Cette règle ne déroge pas au principe de l'imposition selon la capacité économique comme le montrent les commissions occultes, qui selon l'art. 59, al. 2, LIFD ne peuvent pas être déduites.

L'article 59 LIFD pourrait être libellé ainsi :

Al. 2

... la rémunération globale versée directement ou indirectement par une entreprise à une personne pour le travail qu'elle fournit en sa qualité d'employé ou d'organe est prise en considération jusqu'à concurrence de la moitié des charges justifiées par l'usage commercial lorsqu'elles excèdent 1,5 million de francs, les indemnités de départ et les indemnités à l'engagement jusqu'à concurrence de 25 % des charges justifiées par l'usage commercial lorsqu'elles excèdent 500 000 francs.

Antrag des Bundesrates

Le Conseil fédéral propose de rejeter la motion.

Stellungnahme des Bundesrates

Au cours de la session d'hiver de 2008, le Conseil national, suivant la proposition du Conseil fédéral, a refusé de limiter la déductibilité des salaires des managers à 1 million de francs (motion Rechsteiner Paul 08.3532, Pour une limitation des salaires des managers).

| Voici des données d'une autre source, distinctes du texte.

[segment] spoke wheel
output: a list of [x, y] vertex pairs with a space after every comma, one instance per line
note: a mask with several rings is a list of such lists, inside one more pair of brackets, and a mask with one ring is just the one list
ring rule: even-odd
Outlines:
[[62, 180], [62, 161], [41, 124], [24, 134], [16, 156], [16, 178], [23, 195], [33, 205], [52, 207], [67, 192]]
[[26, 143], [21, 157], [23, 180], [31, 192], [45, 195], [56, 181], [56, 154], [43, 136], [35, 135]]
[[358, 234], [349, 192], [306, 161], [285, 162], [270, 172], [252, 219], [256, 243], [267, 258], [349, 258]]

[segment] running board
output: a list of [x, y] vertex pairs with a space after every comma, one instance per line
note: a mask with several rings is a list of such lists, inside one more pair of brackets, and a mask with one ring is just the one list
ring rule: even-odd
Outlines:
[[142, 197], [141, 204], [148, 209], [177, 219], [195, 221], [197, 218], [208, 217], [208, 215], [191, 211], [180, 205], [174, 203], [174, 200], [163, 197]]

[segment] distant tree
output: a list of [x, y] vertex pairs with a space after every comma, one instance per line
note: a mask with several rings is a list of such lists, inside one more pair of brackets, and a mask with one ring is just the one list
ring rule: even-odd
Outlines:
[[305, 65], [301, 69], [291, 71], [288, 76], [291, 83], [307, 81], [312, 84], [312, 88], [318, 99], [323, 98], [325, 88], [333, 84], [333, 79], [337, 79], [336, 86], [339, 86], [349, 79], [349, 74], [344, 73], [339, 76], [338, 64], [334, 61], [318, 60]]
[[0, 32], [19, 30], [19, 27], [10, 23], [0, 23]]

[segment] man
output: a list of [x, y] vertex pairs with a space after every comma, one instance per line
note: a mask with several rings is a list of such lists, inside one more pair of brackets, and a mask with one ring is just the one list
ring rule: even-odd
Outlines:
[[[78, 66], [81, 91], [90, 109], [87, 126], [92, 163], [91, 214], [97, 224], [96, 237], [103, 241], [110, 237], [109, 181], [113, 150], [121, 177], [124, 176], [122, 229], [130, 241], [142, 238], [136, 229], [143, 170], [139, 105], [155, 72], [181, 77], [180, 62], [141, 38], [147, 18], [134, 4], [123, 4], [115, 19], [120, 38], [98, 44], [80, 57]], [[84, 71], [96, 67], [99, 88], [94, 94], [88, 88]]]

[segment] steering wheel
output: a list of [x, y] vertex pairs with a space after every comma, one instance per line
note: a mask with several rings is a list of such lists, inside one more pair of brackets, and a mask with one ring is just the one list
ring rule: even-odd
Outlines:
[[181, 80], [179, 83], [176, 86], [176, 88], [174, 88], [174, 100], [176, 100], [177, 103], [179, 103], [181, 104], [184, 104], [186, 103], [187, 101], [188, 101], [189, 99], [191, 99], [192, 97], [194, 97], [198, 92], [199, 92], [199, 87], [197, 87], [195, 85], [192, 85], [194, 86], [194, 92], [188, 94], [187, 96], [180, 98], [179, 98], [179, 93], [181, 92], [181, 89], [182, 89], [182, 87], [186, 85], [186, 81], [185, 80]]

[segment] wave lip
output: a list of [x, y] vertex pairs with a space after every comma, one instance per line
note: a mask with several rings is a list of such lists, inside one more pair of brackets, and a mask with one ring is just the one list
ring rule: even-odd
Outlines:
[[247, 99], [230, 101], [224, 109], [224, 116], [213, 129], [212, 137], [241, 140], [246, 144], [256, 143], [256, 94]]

Le Conseil fédéral ne voit aucune raison de revenir sur son appréciation d'alors. Les salaires et les bonus, y compris les indemnités de départ et les indemnités à l'engagement, ainsi que les cotisations aux assurances sociales doivent donc représenter dans leur totalité des charges justifiées par l'usage commercial au sens de l'article 59 de la loi fédérale sur l'impôt fédéral direct et doivent être déductibles du revenu imposable.

Si, comme le demande l'auteur de la motion, la rémunération excédant 1,5 million de francs n'était prise en considération que jusqu'à concurrence de la moitié des charges justifiées par l'usage commercial et que les indemnités de départ et les indemnités à l'engagement dépassant 500 000 francs n'étaient prise en considération que jusqu'à concurrence du quart de ces charges, ce ne serait plus le bénéfice effectif qui serait imposé. En effet, les charges justifiées par l'usage commercial, et toutes les charges de personnel en font partie, doivent être déductibles sinon l'entreprise se verrait ajouter et imposer un bénéfice fictif.

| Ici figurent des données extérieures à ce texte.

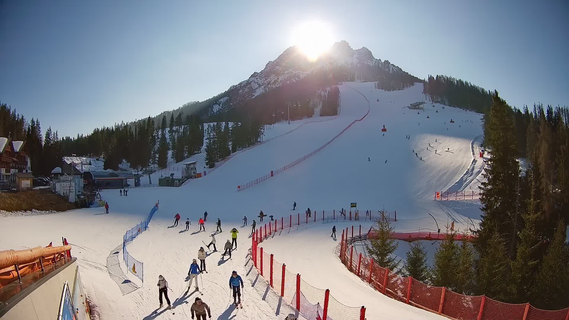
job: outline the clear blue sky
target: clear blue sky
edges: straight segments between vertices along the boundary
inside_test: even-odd
[[[566,105],[568,18],[566,1],[7,0],[0,100],[60,137],[88,133],[219,93],[318,20],[420,78],[461,78],[517,106]]]

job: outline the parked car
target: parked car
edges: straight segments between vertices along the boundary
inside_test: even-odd
[[[37,178],[34,178],[34,187],[45,187],[46,183],[41,180],[39,180]]]
[[[47,178],[36,178],[38,180],[43,182],[46,186],[49,186],[52,181]]]
[[[0,190],[11,190],[12,185],[3,180],[0,180]]]

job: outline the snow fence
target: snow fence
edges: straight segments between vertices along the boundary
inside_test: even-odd
[[[321,214],[320,213],[321,212]],[[314,216],[312,216],[314,215]],[[319,218],[321,217],[321,218]],[[355,216],[354,219],[355,219]],[[314,212],[301,217],[300,213],[271,220],[258,228],[251,237],[253,264],[271,288],[290,305],[308,320],[364,320],[365,307],[350,307],[340,302],[328,289],[314,287],[286,269],[286,265],[274,259],[274,255],[263,251],[258,244],[279,229],[300,224],[315,223],[325,219],[325,211]]]
[[[144,264],[141,261],[135,259],[129,253],[129,251],[126,249],[126,245],[133,242],[133,240],[138,235],[148,228],[148,225],[150,223],[150,220],[154,215],[154,212],[158,210],[158,202],[156,202],[156,204],[150,210],[150,212],[146,218],[146,220],[141,221],[140,223],[127,231],[122,237],[122,259],[125,260],[125,264],[126,265],[129,271],[136,276],[143,283],[144,283]]]
[[[506,303],[485,296],[465,296],[445,287],[430,286],[413,277],[402,277],[375,264],[373,259],[356,251],[352,244],[366,239],[365,236],[354,236],[353,233],[352,237],[348,237],[347,229],[343,230],[340,260],[348,270],[376,290],[403,303],[459,320],[569,319],[569,308],[545,310],[529,303]]]

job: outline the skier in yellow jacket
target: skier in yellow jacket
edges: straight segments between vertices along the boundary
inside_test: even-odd
[[[233,228],[233,229],[231,229],[231,231],[229,231],[229,232],[231,233],[231,248],[232,249],[233,248],[233,244],[235,244],[235,248],[237,249],[237,233],[239,233],[239,231],[237,231],[237,229],[236,229],[235,228]]]

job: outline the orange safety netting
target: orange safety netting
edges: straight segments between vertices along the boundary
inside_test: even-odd
[[[484,296],[460,294],[411,277],[402,277],[374,265],[372,259],[365,256],[358,261],[360,253],[348,244],[353,242],[348,237],[343,239],[340,249],[342,263],[376,290],[400,301],[458,320],[569,320],[569,308],[543,310],[529,303],[506,303]]]

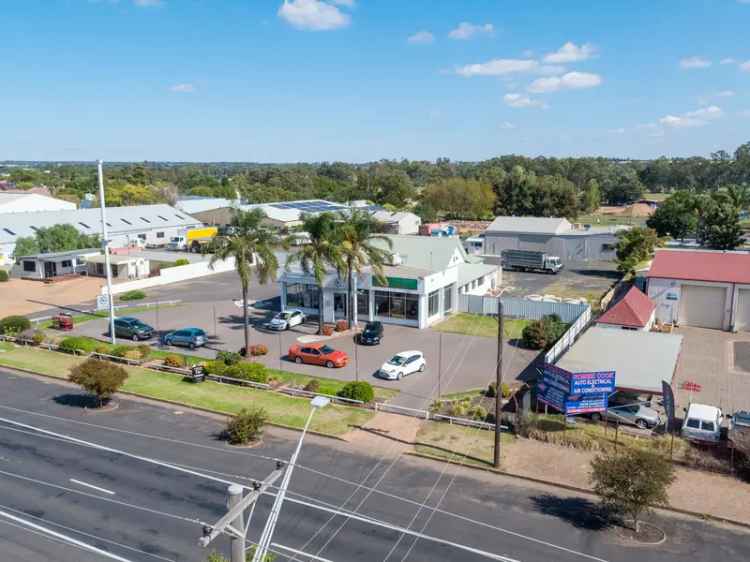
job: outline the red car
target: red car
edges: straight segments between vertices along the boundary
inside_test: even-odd
[[[329,369],[344,367],[349,357],[343,351],[337,351],[324,343],[295,344],[289,348],[289,359],[296,363],[324,365]]]

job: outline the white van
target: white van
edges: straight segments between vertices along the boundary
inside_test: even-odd
[[[693,441],[716,443],[721,437],[724,415],[715,406],[690,404],[682,422],[682,436]]]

Ces circonstances, dues à la systématique fiscale, ne doivent toutefois pas permettre de conclure que le Conseil fédéral approuverait des indemnités de toute sorte et de n'importe quel montant. La Suisse a réagi de manière appropriée en publiant le 1er janvier 2010 la lettre-circulaire de l'Autorité fédérale de surveillance des marchés financiers (FINMA) sur les systèmes de rémunération dans les institutions financières.

Ce document a pour but d'influencer durablement les pratiques du secteur financier en matière de rémunérations. Il faut éviter que les systèmes de rémunération n'incitent à prendre des risques excessifs susceptibles de mettre en péril la stabilité des établissements financiers. À cet égard, les rémunérations variables font l'objet d'une attention toute particulière. La FINMA soumet donc la politique de rémunération des établissements financiers à des règles prudentielles, en s'appuyant sur les dispositions de la législation sur les marchés financiers en matière d'organisation.

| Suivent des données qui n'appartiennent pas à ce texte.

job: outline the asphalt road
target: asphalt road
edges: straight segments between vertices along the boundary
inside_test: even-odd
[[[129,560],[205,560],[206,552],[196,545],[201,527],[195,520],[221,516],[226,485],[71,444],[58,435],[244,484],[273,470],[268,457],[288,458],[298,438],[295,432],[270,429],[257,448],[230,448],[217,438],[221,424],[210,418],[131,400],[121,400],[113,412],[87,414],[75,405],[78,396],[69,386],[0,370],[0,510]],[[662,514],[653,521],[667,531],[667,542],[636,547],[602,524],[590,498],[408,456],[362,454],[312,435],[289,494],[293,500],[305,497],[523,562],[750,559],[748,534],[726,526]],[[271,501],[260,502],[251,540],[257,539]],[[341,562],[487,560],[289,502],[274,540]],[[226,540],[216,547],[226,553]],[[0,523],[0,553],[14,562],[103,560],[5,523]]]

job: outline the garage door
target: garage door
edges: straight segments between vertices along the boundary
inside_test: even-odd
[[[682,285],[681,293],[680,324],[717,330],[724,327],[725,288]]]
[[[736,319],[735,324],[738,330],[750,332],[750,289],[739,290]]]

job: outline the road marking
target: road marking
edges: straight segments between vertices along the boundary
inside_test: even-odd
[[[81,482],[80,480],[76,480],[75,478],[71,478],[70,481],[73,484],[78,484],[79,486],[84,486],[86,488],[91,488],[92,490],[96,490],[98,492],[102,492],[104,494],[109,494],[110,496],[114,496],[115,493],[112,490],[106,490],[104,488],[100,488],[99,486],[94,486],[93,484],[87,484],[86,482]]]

Le Parlement est en train de débattre du contre-projet du Conseil fédéral à l'initiative populaire "contre les rémunérations abusives", qui prévoit de renforcer la protection de la propriété des actionnaires en modifiant le droit des sociétés anonymes. Les dispositions supplémentaires contenues dans le droit de la société anonyme prévoient en particulier que les rémunérations du conseil d'administration de sociétés cotées en Bourse soient approuvées annuellement par l'assemblée générale. En outre, l'action en restitution de prestations indûment perçues sera facilitée.

Le Conseil fédéral est d'avis qu'avec la lettre-circulaire de la FINMA et les délibérations parlementaires qui se tiennent en ce moment sur le renforcement du droit de la société anonyme, la problématique des rémunérations excessives est prise en main de manière appropriée et suffisante. Il n'est donc pas nécessaire de prendre d'autres mesures. Le Conseil fédéral suit toutefois de près les développements internationaux dans ce domaine.

Le Conseil fédéral propose de rejeter la motion.